Museum Fatigue
By Anna Potter
Upon viewing “Three Figures at the Base of Crucifixion” by Francis Bacon
Garish orange framed by sterile white walls,
black hole churning in redbrick universe,
and I, small spectator, sucked into its revolution.
Fifteen is the age of revelation, the year of
waking up to the sharp edges of this flesh-suit,
that eternal itching, that toothless smile,
pedestrian still in matters of horror,
that worldly sting still fresh on my cheek.
*
Consciousness demands screaming, I think.
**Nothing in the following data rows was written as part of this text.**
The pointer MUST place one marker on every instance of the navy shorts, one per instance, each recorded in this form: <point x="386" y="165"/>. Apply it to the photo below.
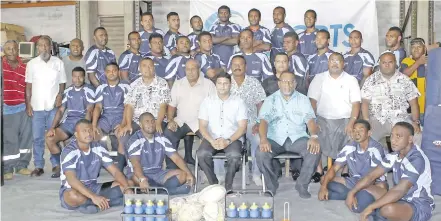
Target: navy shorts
<point x="108" y="123"/>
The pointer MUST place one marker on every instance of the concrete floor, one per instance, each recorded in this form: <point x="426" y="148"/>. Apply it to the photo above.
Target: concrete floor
<point x="31" y="199"/>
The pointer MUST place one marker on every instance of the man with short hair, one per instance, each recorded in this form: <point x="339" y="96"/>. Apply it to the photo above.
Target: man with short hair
<point x="81" y="162"/>
<point x="298" y="64"/>
<point x="146" y="151"/>
<point x="197" y="25"/>
<point x="261" y="35"/>
<point x="281" y="130"/>
<point x="358" y="61"/>
<point x="17" y="131"/>
<point x="210" y="63"/>
<point x="148" y="26"/>
<point x="225" y="34"/>
<point x="129" y="59"/>
<point x="175" y="69"/>
<point x="258" y="65"/>
<point x="307" y="38"/>
<point x="109" y="110"/>
<point x="361" y="156"/>
<point x="252" y="93"/>
<point x="411" y="197"/>
<point x="415" y="68"/>
<point x="318" y="62"/>
<point x="78" y="101"/>
<point x="279" y="30"/>
<point x="187" y="95"/>
<point x="386" y="95"/>
<point x="222" y="123"/>
<point x="75" y="59"/>
<point x="97" y="57"/>
<point x="335" y="98"/>
<point x="157" y="54"/>
<point x="45" y="83"/>
<point x="171" y="37"/>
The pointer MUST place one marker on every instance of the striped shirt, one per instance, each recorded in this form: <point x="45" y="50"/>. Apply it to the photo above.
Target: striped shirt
<point x="14" y="83"/>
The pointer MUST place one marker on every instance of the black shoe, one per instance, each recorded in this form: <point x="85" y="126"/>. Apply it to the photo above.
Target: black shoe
<point x="295" y="174"/>
<point x="316" y="177"/>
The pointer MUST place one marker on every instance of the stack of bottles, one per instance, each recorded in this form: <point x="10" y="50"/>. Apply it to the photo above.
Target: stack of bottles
<point x="254" y="211"/>
<point x="148" y="208"/>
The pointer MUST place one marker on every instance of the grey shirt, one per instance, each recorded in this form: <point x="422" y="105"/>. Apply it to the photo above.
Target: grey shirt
<point x="69" y="65"/>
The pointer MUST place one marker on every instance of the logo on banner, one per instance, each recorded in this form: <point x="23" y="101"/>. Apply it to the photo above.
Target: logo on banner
<point x="212" y="19"/>
<point x="334" y="30"/>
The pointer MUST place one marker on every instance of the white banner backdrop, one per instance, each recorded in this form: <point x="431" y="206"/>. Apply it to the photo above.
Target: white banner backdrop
<point x="339" y="17"/>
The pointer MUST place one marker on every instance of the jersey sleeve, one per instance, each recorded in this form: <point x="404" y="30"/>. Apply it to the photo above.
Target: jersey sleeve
<point x="69" y="159"/>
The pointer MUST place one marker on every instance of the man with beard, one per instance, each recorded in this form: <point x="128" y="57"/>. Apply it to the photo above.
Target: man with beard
<point x="307" y="45"/>
<point x="78" y="101"/>
<point x="97" y="57"/>
<point x="386" y="96"/>
<point x="318" y="62"/>
<point x="225" y="34"/>
<point x="279" y="31"/>
<point x="415" y="68"/>
<point x="394" y="36"/>
<point x="157" y="54"/>
<point x="147" y="23"/>
<point x="361" y="156"/>
<point x="75" y="59"/>
<point x="261" y="35"/>
<point x="45" y="83"/>
<point x="358" y="61"/>
<point x="281" y="130"/>
<point x="129" y="60"/>
<point x="335" y="98"/>
<point x="109" y="110"/>
<point x="175" y="69"/>
<point x="17" y="139"/>
<point x="197" y="25"/>
<point x="258" y="65"/>
<point x="411" y="197"/>
<point x="297" y="61"/>
<point x="172" y="35"/>
<point x="146" y="150"/>
<point x="210" y="63"/>
<point x="81" y="162"/>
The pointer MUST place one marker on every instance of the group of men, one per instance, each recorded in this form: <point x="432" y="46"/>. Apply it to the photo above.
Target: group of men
<point x="304" y="98"/>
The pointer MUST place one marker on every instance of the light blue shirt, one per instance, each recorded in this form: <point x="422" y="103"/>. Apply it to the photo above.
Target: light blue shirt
<point x="286" y="118"/>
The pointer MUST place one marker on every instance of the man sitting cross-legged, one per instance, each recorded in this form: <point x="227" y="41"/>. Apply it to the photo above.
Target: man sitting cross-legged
<point x="78" y="101"/>
<point x="109" y="110"/>
<point x="81" y="162"/>
<point x="147" y="150"/>
<point x="362" y="155"/>
<point x="411" y="197"/>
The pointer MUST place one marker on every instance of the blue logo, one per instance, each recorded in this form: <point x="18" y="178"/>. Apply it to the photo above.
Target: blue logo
<point x="333" y="30"/>
<point x="212" y="19"/>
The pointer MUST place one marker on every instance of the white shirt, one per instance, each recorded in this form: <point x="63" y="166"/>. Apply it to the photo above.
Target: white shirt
<point x="187" y="99"/>
<point x="223" y="116"/>
<point x="334" y="96"/>
<point x="45" y="78"/>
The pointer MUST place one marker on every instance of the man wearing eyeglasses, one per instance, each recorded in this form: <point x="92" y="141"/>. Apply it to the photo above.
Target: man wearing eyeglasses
<point x="281" y="130"/>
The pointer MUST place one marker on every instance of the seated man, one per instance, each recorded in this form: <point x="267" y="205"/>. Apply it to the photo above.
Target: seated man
<point x="147" y="150"/>
<point x="78" y="100"/>
<point x="109" y="109"/>
<point x="81" y="162"/>
<point x="411" y="197"/>
<point x="222" y="123"/>
<point x="187" y="95"/>
<point x="362" y="156"/>
<point x="281" y="130"/>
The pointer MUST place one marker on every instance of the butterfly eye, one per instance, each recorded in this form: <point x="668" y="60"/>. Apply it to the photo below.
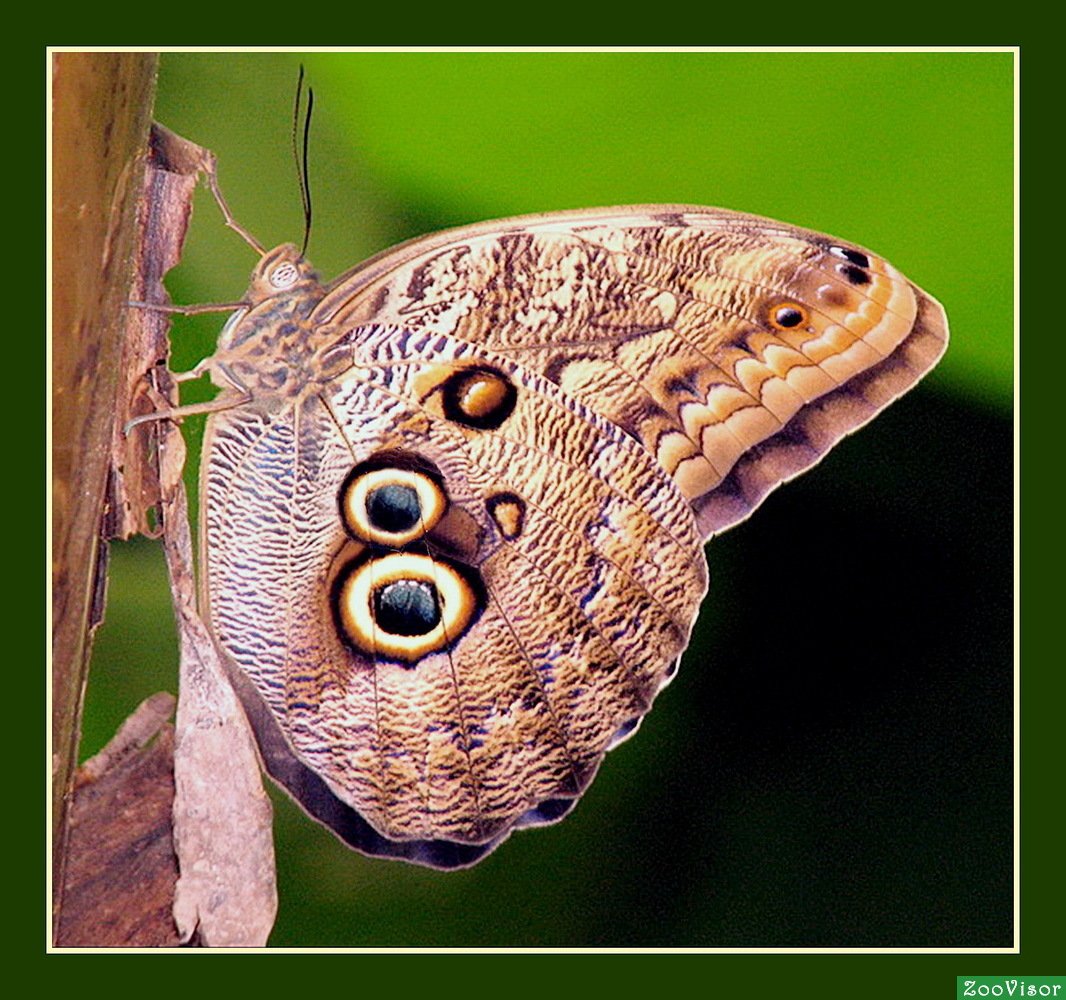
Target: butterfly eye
<point x="788" y="316"/>
<point x="285" y="275"/>
<point x="404" y="606"/>
<point x="391" y="505"/>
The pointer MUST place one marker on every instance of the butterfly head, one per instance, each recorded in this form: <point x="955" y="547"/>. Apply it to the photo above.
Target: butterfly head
<point x="283" y="271"/>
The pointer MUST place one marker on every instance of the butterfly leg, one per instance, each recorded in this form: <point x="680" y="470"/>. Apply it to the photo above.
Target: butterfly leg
<point x="212" y="406"/>
<point x="188" y="310"/>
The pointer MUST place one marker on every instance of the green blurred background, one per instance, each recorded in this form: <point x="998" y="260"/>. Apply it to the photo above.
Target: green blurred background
<point x="833" y="763"/>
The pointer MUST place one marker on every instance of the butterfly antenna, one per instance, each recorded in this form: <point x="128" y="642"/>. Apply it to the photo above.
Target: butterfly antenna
<point x="211" y="174"/>
<point x="300" y="154"/>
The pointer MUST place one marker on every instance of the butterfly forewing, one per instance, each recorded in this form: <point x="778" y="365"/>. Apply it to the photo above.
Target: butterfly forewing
<point x="737" y="350"/>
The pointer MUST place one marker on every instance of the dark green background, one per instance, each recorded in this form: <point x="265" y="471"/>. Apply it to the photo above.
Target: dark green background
<point x="833" y="764"/>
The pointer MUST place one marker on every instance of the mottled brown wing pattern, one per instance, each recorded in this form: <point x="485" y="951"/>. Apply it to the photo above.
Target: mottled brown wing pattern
<point x="737" y="350"/>
<point x="582" y="606"/>
<point x="452" y="521"/>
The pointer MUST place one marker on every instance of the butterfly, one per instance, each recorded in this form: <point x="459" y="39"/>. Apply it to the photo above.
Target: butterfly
<point x="454" y="502"/>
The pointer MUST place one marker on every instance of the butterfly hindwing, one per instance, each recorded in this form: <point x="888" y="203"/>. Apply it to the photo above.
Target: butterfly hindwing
<point x="452" y="525"/>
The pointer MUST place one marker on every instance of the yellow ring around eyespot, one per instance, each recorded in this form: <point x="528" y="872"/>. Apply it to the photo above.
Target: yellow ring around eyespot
<point x="431" y="501"/>
<point x="356" y="612"/>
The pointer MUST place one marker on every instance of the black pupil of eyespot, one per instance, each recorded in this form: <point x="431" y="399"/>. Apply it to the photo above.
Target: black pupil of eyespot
<point x="393" y="507"/>
<point x="788" y="317"/>
<point x="406" y="608"/>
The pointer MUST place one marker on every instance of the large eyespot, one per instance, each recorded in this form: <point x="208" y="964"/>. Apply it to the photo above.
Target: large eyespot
<point x="390" y="505"/>
<point x="481" y="398"/>
<point x="405" y="606"/>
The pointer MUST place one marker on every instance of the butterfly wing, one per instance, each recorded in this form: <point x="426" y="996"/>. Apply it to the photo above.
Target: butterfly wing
<point x="577" y="570"/>
<point x="736" y="349"/>
<point x="456" y="568"/>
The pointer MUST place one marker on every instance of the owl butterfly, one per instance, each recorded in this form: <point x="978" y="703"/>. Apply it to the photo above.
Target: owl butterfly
<point x="454" y="502"/>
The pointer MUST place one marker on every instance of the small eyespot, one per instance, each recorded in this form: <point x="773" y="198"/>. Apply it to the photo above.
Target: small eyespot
<point x="854" y="274"/>
<point x="788" y="316"/>
<point x="481" y="398"/>
<point x="404" y="606"/>
<point x="285" y="275"/>
<point x="390" y="505"/>
<point x="509" y="512"/>
<point x="855" y="257"/>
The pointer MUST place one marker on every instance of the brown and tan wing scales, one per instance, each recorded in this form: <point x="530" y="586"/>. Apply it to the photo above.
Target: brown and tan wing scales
<point x="736" y="349"/>
<point x="453" y="520"/>
<point x="581" y="609"/>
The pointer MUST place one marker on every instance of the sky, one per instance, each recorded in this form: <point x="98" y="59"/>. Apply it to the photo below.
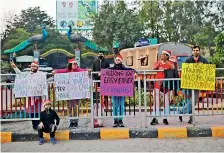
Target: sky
<point x="16" y="6"/>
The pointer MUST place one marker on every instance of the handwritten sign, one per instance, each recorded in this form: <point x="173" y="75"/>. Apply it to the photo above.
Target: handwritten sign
<point x="198" y="76"/>
<point x="74" y="85"/>
<point x="116" y="82"/>
<point x="29" y="85"/>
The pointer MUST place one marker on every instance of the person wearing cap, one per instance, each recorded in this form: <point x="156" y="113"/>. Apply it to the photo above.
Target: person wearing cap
<point x="71" y="67"/>
<point x="100" y="63"/>
<point x="194" y="58"/>
<point x="118" y="102"/>
<point x="36" y="100"/>
<point x="163" y="64"/>
<point x="47" y="123"/>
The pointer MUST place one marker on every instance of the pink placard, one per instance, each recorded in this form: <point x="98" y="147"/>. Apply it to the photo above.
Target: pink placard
<point x="116" y="82"/>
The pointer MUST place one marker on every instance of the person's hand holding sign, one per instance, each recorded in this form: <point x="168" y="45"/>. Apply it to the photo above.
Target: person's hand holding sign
<point x="13" y="65"/>
<point x="53" y="72"/>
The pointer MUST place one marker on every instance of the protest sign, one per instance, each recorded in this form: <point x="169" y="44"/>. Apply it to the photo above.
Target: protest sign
<point x="198" y="76"/>
<point x="74" y="85"/>
<point x="29" y="85"/>
<point x="117" y="82"/>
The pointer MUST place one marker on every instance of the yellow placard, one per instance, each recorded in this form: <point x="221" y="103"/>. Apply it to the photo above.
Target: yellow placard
<point x="198" y="76"/>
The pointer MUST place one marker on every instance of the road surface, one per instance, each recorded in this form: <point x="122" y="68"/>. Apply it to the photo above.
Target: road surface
<point x="129" y="145"/>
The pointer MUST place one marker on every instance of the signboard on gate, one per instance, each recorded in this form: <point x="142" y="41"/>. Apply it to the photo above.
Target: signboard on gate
<point x="74" y="85"/>
<point x="198" y="76"/>
<point x="77" y="13"/>
<point x="116" y="82"/>
<point x="29" y="85"/>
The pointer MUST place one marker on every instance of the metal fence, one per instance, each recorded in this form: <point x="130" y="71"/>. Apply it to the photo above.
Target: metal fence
<point x="147" y="102"/>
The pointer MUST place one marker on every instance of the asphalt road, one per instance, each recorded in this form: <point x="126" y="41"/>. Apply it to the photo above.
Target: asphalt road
<point x="129" y="145"/>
The lungs of a newborn can attest to this theory,
how we all emerge, gory and guileless, shrieking
into this world. But for the dying, for the dead,
for the diffident, a scream does not evidence life,
or prove posterity, or promise release.
That filthy rag which morphs immortality into
animality, and withholds sight from the starved.
*
To not partake is to forget a nightmare, to erase a
a genocidal epitaph, to not indulge, stuff my
eyes with gruesome shapes, choke on grisly facts,
to not genuflect, fall down in reverence, leave
muddy trails between the floorboards.
To not grieve is to not honor. Immemorial, I
stand guard for sorrow’s sake. I bow, I wail,
I defend this holy rite to be broken.